The name of Mount Mitoku in Japanese is formed from two kanji. The first, 三, means "three" and the second, 徳 means "virtue". Santoku (三徳) therefore refers to the three primary virtues of Buddhism: wisdom, renunciation, and judgement. Mount Mitoku was historically also written as 三美山 (Santoku) in Japanese, 三, meaning three and 美 meaning beautiful, but the pronunciation remained the same.

==Geography==

Mount Mitoku was formed from a volcanic eruption approximately 15 million years ago in the Pleistocene period. The layers of granite and other conglomerates at the base of the mountain were transformed by a volcano into large pyroxene deposits. Mount Mitoku eroded over time by wind and rain. Erosion on the southern side of the mountain created steep cliffs of 40 m to 60 m. Two rivers emerge from the slopes of Mount Mitoku: the Kotori River, which forms a deep valley, and one small unnamed river. The steep slopes of Mount Mitoku have created three waterfalls: namely, the Fudō, the Mahebi, and the Ryūtokuin.
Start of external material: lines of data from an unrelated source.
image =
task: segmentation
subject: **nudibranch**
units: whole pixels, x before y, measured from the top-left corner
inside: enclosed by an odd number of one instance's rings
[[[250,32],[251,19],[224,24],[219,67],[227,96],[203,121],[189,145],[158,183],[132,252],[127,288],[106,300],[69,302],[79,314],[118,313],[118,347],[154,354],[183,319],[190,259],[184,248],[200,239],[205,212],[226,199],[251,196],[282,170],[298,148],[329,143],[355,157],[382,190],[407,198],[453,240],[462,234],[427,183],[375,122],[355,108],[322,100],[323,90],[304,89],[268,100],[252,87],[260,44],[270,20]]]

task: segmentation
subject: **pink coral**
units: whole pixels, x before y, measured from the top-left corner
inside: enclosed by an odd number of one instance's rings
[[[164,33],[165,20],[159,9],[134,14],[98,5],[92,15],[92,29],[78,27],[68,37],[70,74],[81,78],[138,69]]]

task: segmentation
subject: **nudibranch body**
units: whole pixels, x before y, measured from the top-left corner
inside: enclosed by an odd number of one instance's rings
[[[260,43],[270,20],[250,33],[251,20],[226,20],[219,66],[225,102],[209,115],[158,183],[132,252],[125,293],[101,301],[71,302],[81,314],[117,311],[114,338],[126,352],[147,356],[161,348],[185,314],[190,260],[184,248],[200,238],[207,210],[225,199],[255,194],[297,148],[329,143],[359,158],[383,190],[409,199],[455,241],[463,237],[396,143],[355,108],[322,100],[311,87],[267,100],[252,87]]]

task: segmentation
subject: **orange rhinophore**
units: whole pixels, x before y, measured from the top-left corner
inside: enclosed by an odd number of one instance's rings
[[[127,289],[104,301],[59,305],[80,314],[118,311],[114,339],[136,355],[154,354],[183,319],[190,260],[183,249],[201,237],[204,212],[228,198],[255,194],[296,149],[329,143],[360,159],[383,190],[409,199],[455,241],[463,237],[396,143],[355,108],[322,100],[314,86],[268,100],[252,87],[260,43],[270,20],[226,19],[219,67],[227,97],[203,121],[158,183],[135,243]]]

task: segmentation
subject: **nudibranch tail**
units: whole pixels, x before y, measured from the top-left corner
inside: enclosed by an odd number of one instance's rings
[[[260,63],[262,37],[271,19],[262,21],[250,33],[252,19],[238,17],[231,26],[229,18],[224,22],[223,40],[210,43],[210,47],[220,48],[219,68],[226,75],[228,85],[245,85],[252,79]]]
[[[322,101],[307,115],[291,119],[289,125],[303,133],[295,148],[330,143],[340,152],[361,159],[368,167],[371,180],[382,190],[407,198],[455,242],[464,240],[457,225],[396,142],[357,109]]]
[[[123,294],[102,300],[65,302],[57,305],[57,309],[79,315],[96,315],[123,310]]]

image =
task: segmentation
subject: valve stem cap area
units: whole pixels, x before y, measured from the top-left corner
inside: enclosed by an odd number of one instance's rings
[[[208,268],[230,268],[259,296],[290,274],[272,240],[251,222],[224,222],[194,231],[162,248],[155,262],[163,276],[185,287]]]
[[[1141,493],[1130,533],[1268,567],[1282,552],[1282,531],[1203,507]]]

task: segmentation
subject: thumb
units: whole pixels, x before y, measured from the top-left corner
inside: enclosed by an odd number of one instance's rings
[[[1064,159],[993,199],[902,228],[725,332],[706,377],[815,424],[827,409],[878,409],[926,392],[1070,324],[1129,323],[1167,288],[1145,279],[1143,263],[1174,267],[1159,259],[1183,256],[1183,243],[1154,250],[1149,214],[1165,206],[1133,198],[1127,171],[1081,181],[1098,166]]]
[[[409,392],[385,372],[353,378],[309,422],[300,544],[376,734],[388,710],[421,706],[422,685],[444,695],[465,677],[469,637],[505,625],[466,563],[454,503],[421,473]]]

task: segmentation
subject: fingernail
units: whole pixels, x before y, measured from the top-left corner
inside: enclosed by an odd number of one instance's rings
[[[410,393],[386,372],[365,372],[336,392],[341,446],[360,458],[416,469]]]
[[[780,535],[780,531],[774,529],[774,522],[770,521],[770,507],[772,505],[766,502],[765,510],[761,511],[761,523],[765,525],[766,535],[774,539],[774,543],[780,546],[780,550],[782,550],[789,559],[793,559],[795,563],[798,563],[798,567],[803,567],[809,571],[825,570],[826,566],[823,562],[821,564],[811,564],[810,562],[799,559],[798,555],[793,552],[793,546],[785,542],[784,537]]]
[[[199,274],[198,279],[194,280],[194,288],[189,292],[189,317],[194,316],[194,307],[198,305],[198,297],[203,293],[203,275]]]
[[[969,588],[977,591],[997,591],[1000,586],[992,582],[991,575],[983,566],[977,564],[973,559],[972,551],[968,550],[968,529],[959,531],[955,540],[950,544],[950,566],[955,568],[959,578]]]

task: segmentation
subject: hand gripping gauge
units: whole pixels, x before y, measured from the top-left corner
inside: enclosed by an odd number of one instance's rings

As the waterfalls are located deep in the primeval forest of Mount Mitoku, they are inaccessible to hikers.

==Flora==

Mount Dōgo features outstanding examples of numerous trees, including the:

- Shiba chestnut
- Oak
- Kousa Dogwood

===Transportation===

Mount Dōgo can be accessed by bus from the Kurayoshi Station on the JR West Sanin Main Line. The mountain can be accessed from the bus stop at the entrance at Sanbutsu-ji, 40 minutes from Kurayoshi Station. The ascent to Sanbuts-ji is very steep, and entrance to buildings in the temple complex are a 40 to 50 minute hike from the foot of the mountain.

==Surrounding area==

Mount Mitoku is 4.5 miles from the Misasa Onsen. Areas to the east and south of Mount Mitoku are mountainous, deeply forested, and sparsely populated.